Today is Saturday, so it’s time for the first 100 New Code Films article of the week. This is the sixteenth week of the year and the second full week of April. Most every week, I watch and review two American Breen Era (1934-1954) films which I have never seen before. This not only provides a steady stream of content for my website. It also gives me a great opportunity to discover lots of Code films which I have never seen before. In addition to being enjoyable and entertaining, watching more films from the Code years increases our understanding of the films which were self-regulated by the Production Code Administration under Joseph I. Breen.
Today’s topic is Home in Indiana from 1944. On Monday, we were looking for a new Code film to watch on Roku. This streaming service features many free movie channels, many of which are exclusively devoted to classic films. In one such collection, we found Home in Indiana. The title and cast sounded promising, so we decided to watch it.
An orphaned young man goes to live with his aunt and uncle, who own a small Indiana farm. They used to have a great stable for champion trotting horses, but now they just have one blind mare, the Lady. The boy wants to run away, but curiosity about a neighboring thriving stable makes him stay. When his guardians think he is going to school, he really is working at the stables next door, which are owned by his uncle’s bitter enemy. The attraction goes beyond the horses, since he likes the tomboyish but pretty stable-worker’s daughter and the owner’s glamorous daughter.
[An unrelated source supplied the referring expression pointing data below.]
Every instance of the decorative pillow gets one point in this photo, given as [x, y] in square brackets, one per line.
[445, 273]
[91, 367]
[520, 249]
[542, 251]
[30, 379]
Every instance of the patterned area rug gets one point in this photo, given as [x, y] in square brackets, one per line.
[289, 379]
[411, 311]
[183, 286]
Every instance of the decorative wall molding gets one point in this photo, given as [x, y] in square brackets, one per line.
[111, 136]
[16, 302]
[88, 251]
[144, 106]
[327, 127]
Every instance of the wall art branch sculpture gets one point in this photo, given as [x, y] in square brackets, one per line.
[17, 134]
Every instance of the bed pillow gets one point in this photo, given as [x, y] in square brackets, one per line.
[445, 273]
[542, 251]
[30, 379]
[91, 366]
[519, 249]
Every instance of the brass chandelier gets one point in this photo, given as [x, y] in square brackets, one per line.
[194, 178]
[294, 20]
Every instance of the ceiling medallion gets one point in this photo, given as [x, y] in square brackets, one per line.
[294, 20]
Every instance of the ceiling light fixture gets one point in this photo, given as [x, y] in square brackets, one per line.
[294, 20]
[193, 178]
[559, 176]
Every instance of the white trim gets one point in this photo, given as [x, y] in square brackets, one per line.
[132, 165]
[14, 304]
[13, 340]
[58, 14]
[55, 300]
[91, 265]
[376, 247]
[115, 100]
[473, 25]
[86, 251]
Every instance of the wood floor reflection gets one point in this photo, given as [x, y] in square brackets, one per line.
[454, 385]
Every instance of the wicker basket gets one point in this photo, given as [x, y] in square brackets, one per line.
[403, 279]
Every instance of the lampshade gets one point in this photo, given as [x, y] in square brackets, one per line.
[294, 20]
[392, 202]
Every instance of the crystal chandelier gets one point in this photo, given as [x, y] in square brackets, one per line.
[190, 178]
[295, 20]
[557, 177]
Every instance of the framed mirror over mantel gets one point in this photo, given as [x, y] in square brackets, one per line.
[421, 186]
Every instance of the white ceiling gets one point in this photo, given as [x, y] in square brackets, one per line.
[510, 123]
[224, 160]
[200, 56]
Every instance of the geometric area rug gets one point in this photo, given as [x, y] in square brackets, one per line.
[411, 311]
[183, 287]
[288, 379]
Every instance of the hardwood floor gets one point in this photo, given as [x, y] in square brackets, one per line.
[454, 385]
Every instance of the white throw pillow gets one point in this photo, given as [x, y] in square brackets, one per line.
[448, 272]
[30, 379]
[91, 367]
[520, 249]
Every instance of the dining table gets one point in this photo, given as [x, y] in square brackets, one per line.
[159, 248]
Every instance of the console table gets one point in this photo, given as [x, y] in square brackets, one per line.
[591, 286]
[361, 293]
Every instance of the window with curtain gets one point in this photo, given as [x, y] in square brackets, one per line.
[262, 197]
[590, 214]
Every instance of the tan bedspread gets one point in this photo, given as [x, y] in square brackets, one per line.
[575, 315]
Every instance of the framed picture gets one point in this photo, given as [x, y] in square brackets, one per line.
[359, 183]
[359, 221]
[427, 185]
When he sees how upset his uncle is by no longer participating in harness racing, he decides to secretly breed their mare.
This movie stars Walter Brennan, Lon McCallister, and Jeanne Crain. Supporting actors include Charlotte Greenwood, June Haver, Ward Bond, and Charles Dingle. Lon McCallister, Jeanne Crain, and June Haver were all “introduced” in this film’s opening credits as new young stars, although Lon McCallister made his credited debut the year before in Stage Door Canteen after years of being an uncredited child actor.
This movie was directed by Henry Hathaway. It was produced by Andre Daven. The production company was 20th Century Fox. The screenplay was written by Winston Miler. It was based on a story called The Phantom Filly by George Agnew Chamberlain, which appeared in the Saturday Evening Post. This movie was nominated for an Academy Award for Best Color Cinematography for Edward Cronjager.
This is a good Code film. It is very wholesome and decent. This is a movie about family, helping others, and determining to succeed. It shows simple Americana charmingly with charming young actors. It manages to present an entertaining story without unacceptable elements such as profanity, suggestive content, or graphic footage. I appreciated the delicacy with which the breeding of the mare was handled. It was implied that Sparky (Lon McCallister) was bringing the male horse to the Lady’s stable to breed them, but it was not improperly suggestive.
I highly recommend this film to my readers. It is a really good movie. I found it very enjoyable. The acting was great. Lon McCallister was very youthful, energetic, and convincingly emotional in his part as the young man who wants to make something of his family’s stables again. Jeanne Crain was cute and sweet as the girl who loves horses almost as much as she loves the boy next door. Walter Brennan was a lovable curmudgeon in his usual sort of role. He could be gruff at times, but it was wonderful to see how this character softens toward Sparky. Charlotte Greenwood is very endearing as the aunt who cares about her nephew and wants to help her husband find his joy for life again. June Haver is very believable as the slightly snobby rich girl, Cri-Cri, who ignores Sparky’s romantic interest until he becomes a racing star. She is pretty and fairly nice but just snippy enough to make the audience strongly prefer her friend, Char (Jeanne Crain). The rest of the cast is excellent, as well. I really enjoyed seeing the harness racing in this film. It is very authentic and very interesting to see the racers driving in the trotting race. I really liked this movie. It is a wholesome glance into the past in America’s rural racing.